Dell really thought it could get away with killing the XPS brand. For those who don’t follow the laptop world closely, imagine if Apple suddenly stopped calling their laptops MacBooks and instead went with “iPhone Company Laptop Plus” or something equally forgettable. That’s basically what Dell tried to pull off.
The company replaced its beloved XPS line with a confusing mess of Plus, Premium, and Pro models. Nobody asked for this. Nobody wanted this. And apparently, even Dell realized it was a terrible idea because just one year later, the XPS brand is back from the dead.
The Premium Line Was a Disaster
Let’s talk about what went wrong with the Dell 14 Premium, which was supposed to be the XPS replacement. This thing weighed 3.8 pounds. For a 14-inch laptop, that’s absolutely ridiculous. I’ve held gaming laptops that felt lighter.
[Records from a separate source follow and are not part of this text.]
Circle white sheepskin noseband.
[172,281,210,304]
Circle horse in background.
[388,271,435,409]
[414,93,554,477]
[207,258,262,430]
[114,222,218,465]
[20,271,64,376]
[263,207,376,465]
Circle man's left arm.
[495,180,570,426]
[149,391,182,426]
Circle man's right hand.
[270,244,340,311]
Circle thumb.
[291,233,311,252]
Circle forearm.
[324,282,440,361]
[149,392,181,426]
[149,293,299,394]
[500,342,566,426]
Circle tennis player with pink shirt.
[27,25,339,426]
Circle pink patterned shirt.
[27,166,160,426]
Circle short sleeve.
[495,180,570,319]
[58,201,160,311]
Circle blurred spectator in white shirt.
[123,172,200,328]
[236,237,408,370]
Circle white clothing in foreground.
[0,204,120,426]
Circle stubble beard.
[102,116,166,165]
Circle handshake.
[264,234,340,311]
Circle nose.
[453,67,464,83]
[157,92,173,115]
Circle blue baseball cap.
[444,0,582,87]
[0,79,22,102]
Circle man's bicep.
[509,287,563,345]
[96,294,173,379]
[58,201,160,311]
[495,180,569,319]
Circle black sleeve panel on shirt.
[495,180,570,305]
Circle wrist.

The weight wasn’t even the worst part. Dell decided to replace the Function row with touch-sensitive icons that provided zero feedback. You know that satisfying click you get when you press a physical key? Gone. Instead, you got to play a guessing game of whether you actually hit the right spot to adjust your volume. It was the kind of design decision that makes you wonder if anyone at Dell actually used the laptop before shipping it.
The whole thing felt like Dell was trying too hard to be different when the Technology they already had was perfectly fine.
Weight Loss That Actually Matters
The new XPS 14 drops down to just over 3 pounds, which is where a 14-inch laptop should be. That’s a weight reduction you’ll actually feel in your bag every single day. Dell managed this without turning the laptop into a flimsy piece of plastic either. The CNC-machined aluminum chassis feels solid and premium, exactly what you’d expect from a machine starting at $1,600.
Here’s the interesting bit: Dell made the XPS 14 thinner and lighter while actually making it look more substantial than the chunky Premium model. They ditched the tapered design for a more MacBook Pro-like slab aesthetic. And yes, it really does look like Dell is chasing Apple’s design language here, but honestly, if you’re going to copy homework, might as well copy from the best.
Physical Keys Are Back, Thank God
Those touch-sensitive Function row icons are gone, replaced by actual physical keys that you can feel and press like a normal human being. This should have never been a problem that needed solving. Function keys worked fine for decades.
The touchpad is still the excellent haptic version from the Premium, but now it has subtle etched lines on the sides so you can actually see where it ends. It’s a small detail that makes the laptop more usable without ruining the minimalist aesthetic.
Dell also tweaked the keyboard to feel a bit snappier, which is always welcome. The port selection remains minimal with three Thunderbolt 4 ports and an audio jack, though they did drop the microSD card slot from the Premium model. That’s going to annoy photographers and videographers who relied on it.
Two Models, Same Story
Dell is launching the XPS 14 with Intel’s new Panther Lake processors. The base model at $1,600 comes with a Core Ultra 5-325, 16GB of RAM, 512GB storage, and an IPS LCD display. There’s also a higher-end version with a touchscreen OLED panel and beefier graphics that’ll get tested for gaming performance.
The display shrunk slightly from 14.5 inches to 14 inches, and it’s noticeably smaller than the MacBook Pro’s 14.2-inch screen when you put them side by side. But the bezels are so thin that the overall laptop footprint is more compact. It’s a reasonable tradeoff for better portability.
A Corporate Apology In Product Form
What’s fascinating about this whole situation is that it’s essentially Dell admitting they screwed up. Companies don’t usually resurrect product lines they killed off just a year ago unless the replacement was a complete failure in the business sense.
The XPS brand had recognition and loyalty built up over years. Throwing that away for a confusing naming scheme that nobody could keep straight was a self-inflicted wound. The Premium line was supposed to signal quality, but instead it signaled that Dell didn’t understand what made their laptops good in the first place.
Now with the XPS 14 and XPS 16 back on shelves (and an XPS 13 coming later this year), maybe Dell has learned that sometimes the old way of doing things was actually the right way. The real question is whether a year of brand confusion and mediocre Premium models damaged customer trust enough that people moved on to other options. Because in the tech world, a year might as well be a decade.